Comment 3 for bug 1326105

Revision history for this message
Michi Henning (michihenning) wrote :

> 1. How will the scope-registry handle when either /run/user/[0-9]*/zmq/Registry-s or /run/user/[0-9]*/zmq/Registry-p already exists?

The algorithm is as follows:

- Check if a connect() to the endpoint succeeds (that is, the other accepts the connection). If so, disconnect and report an error stating that another instance of the service is already running at that endpoint. Otherwise, attempt to bind to the endpoint.

If a file is in the way with the same name, the file is unlinked before binding to the endpoint, so the file will just disappear to make way for the socket.

That latter behavior is out of our control and implemented by Zmq.

If a *directory* is in the way, the attempt to bind to the endpoint fails with an "address already in use" error.

I guess we could modify the code to try and recursively remove any directory that is in the way. But I'm reluctant to do that:

- An innocent configuration error during development could potentially blow away most of the filesystem.

- Removal of the directory before binding suffers from race conditions. An unrelated process can put files or directories back there while the removal is in progress.

BTW, the endpoints for the registry are now called zmq/Registry-R, zmq/Registry-s, and zmq/Registry-p.

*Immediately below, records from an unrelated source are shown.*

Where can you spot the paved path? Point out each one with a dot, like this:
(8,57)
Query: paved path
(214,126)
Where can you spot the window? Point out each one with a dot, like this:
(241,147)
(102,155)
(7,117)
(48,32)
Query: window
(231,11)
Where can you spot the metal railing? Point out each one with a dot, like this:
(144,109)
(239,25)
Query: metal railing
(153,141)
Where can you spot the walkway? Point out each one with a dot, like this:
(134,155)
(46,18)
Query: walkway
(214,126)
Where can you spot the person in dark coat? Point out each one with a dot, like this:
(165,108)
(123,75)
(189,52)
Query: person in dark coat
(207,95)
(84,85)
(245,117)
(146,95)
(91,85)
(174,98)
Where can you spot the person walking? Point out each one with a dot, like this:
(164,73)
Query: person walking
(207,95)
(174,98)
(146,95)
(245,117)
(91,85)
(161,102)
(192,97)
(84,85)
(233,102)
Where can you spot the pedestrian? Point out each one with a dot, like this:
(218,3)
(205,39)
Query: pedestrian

> 2. In addition to dealing with /run/user/[0-9]*/zmq/c-*-r possibly already existing

The same applies here: any file that exists there already will be blown away. Any *directory* with the same name will cause the bind to fail. But I'm not too worried about that scenario because the c-*-r name contains a UUID that includes 16 bits of pseudo-randomness from a Mersenne twister (the other 16 bits are a counter). It would be difficult to guess the correct name because each process seeds the random number generator differently, using std::random_device (which is implemented using /dev/random).

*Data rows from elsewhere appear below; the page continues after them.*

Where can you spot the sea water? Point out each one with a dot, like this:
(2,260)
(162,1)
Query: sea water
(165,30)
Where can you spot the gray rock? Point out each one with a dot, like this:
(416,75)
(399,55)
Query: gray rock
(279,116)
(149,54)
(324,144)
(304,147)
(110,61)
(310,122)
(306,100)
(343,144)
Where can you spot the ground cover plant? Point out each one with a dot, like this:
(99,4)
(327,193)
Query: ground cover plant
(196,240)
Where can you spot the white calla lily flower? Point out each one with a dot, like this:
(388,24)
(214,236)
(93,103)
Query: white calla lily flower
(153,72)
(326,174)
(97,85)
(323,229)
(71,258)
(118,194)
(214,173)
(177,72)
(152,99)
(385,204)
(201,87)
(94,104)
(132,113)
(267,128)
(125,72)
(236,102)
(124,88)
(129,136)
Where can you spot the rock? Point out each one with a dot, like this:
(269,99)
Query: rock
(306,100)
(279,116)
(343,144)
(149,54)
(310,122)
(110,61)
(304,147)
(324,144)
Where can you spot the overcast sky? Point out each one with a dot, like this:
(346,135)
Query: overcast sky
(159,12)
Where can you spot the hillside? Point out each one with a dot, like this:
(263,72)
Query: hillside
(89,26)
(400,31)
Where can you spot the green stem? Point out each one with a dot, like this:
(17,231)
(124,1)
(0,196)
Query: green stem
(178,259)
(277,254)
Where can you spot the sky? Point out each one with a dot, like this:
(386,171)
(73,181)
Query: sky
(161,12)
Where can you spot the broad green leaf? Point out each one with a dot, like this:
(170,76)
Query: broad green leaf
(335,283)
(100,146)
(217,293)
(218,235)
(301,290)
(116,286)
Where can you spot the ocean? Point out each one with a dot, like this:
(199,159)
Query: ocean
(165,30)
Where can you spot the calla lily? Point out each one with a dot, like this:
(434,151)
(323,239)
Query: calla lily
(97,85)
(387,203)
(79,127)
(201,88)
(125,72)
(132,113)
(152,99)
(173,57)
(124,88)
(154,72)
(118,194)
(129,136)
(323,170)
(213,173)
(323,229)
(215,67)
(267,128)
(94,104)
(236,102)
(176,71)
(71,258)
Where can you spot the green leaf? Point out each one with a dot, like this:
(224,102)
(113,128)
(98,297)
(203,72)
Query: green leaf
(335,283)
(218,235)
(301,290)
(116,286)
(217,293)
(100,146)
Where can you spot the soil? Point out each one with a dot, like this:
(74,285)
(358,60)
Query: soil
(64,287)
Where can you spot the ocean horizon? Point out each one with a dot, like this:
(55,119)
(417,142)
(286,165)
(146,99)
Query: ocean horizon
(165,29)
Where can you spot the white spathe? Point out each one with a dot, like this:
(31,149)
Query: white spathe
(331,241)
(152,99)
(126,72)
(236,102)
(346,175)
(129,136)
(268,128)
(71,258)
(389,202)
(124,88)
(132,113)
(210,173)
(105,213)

> For '2', standard defensive programming should also be used, but that isn't enough. I suggested at the sprint that these
> endpoints should be made application specific by their name like with the other endpoints, but was told this is problematic.

I considered using a directory <scope_id>. Something like /run/user/<uid>/zmq/<scope_id>/endpoint-here

It makes it a pain to test though. I guess we could still do this, creating the scope_id directory if it doesn't exist.

Jamie, let me know how strongly you feel about this. If you think we need it, I'll look at implementing it.